Nell’accompagnamento spirituale dei giovani negli ultimi anni mi sono confrontato con una serie di persone che racchiudo nella fascia di età dai 27 ai 33 anni. È l’età che mi piace chiamare del “età del disincanto esistenziale”.
Con questo termine intendo quell’esperienza che quasi tutti vivono in quella fascia di età. Quello che si pensava negli anni precedenti circa il futuro della propria vita – affetti, lavoro, autonomia – non è andato come si sarebbe voluto e sperato. Quasi tutti hanno già alle spalle una relazione sentimentale finita più o meno male oppure che si prolunga senza entusiasmo.

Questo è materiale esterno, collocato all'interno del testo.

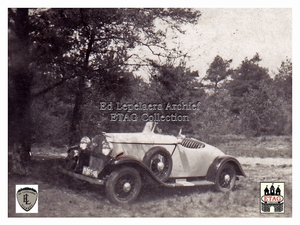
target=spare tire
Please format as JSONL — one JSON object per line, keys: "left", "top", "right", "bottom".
{"left": 143, "top": 147, "right": 172, "bottom": 182}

Ma è anche l’esperienza di quanti hanno realizzato i propri obiettivi e si sono “sistemati bene”. Arrivati a questo punto, si accorgono che malgrado la “buona sistemazione” registrano un certo grado di insoddisfazione. Sentono la mancanza di pienezza che pensavano di sperimentare al raggiungimento degli obiettivi. Una “gioia” sempre rinviata al momento della realizzazione professionale e degli affetti… Eppure resta una gioia che sfugge dalle mani proprio quando sembrava di averla conquistata.
E’ una tappa che per certi aspetti può essere destabilizzante e difficile. Ma può essere anche molto ricca e trasformarsi in una grande opportunità. Può diventare l’occasione per un salto di qualità nella propria vita.

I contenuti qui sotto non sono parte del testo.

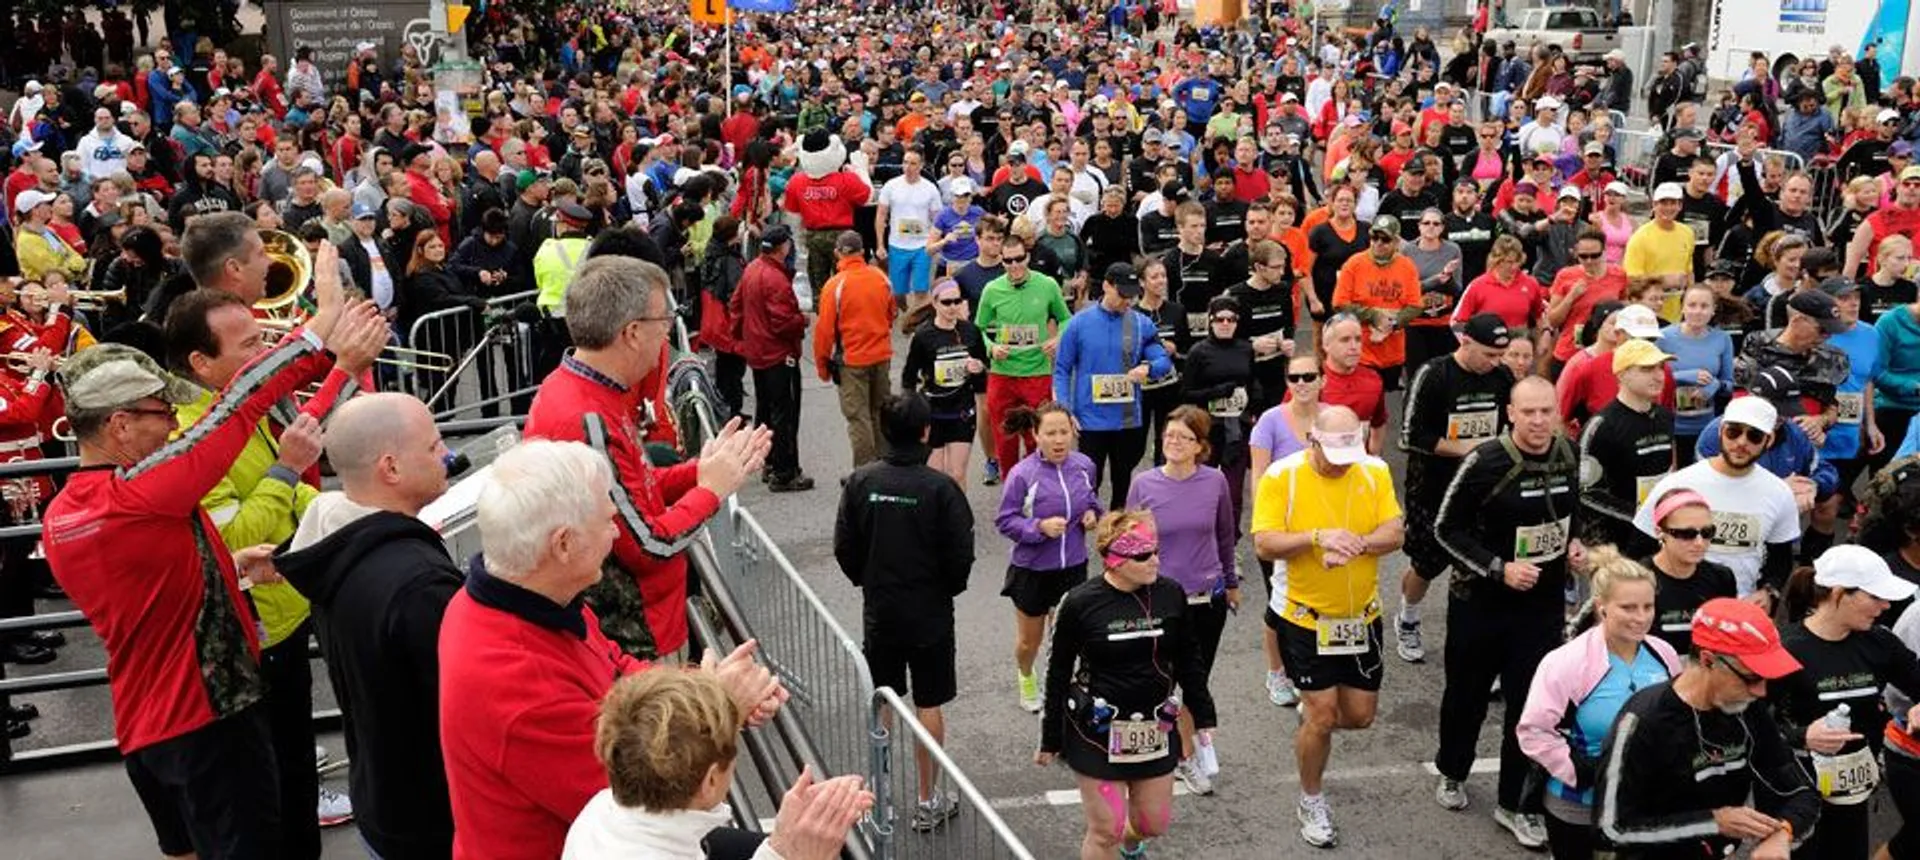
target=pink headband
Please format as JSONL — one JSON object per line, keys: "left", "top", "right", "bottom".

E’ allora l’opportunità per intraprendere una cammino di maggiore autenticità, per dare un senso più profondo e più convincente alla propria vita. Diventa possibile dare qualità a vari ambiti della vita che nel tempo si sono un po’ trascurati, quando si era alla ricerca di una sistemazione e di una stabilità lavorativa ed economica.
E’ una tappa in cui molte persone si “ricollocano”. Alcuni cambiano lavoro. Altri continuano lo stesso lavoro ma lo vivono con criteri, motivazioni e modalità nuove. Altri ancora rivedono vari altri ambiti della loro vita: da quello affettivo, alle relazioni, a quello della fede, del servizio, dello svago, ecc.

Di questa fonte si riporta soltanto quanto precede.